Blockchain is interesting for these applications for several reasons. For one thing, “supply chains” benefit from readily accessible and verifiable provenance, and a blockchain can supply and open and standard way to exchange this information. Mahindra and IBM seem to be interested in this use, so that “traceability becomes much easier”, in complicated, multivendor projects.
Blockchain technology may also be useful for financial aspects of this activity. The Delft University project describes thee use cases, “chain financing, supply financing and circular economics”, which I’m sure I don’t really understand. But again, a blockchain may offer an open and standard way to handle these transactions among diverse parties.
I think that the cryptographic signatures and tamper proof records on the blockchain would be pretty useful, though you don’t actually need to use a blockchain per se to accrue the benefits of these technologies. On the other hand, blockchain may be an easy way for multiple independent parties to standardize without requiring painful coordination among disparate vendors.
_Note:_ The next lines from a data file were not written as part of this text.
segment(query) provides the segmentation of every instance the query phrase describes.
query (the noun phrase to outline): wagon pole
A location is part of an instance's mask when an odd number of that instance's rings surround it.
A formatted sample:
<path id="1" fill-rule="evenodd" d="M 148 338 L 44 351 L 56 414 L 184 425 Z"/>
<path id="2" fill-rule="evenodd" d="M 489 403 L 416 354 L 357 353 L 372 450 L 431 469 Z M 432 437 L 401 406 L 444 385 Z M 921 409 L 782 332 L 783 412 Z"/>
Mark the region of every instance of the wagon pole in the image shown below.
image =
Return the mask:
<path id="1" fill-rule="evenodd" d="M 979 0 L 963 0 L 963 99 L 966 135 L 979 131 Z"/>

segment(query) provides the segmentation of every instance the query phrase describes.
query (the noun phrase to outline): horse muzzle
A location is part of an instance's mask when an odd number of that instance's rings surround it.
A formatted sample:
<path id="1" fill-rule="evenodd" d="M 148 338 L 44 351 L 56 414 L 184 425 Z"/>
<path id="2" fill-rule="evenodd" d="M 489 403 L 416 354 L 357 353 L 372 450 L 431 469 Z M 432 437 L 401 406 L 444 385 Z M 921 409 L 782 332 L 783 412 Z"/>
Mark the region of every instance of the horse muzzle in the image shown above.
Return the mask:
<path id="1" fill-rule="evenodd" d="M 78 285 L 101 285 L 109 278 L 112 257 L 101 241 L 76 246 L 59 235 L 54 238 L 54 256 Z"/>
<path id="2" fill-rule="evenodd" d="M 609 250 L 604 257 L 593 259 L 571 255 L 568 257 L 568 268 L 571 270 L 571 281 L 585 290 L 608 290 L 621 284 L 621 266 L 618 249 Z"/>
Unlike the rather frivolous excitement about “disrupting money”, and the absolutely silly fixation on exchange rates (“Bitcoin tests highs for the year”), these use cases are “vegetables”: boring but critical economic infrastructure. Even better, they are socially positive as well as profitable: traceability and efficient supply chains should reduce waste of many kinds (including corruption), and, as far as I can see, don’t threaten workers, families, or civil life.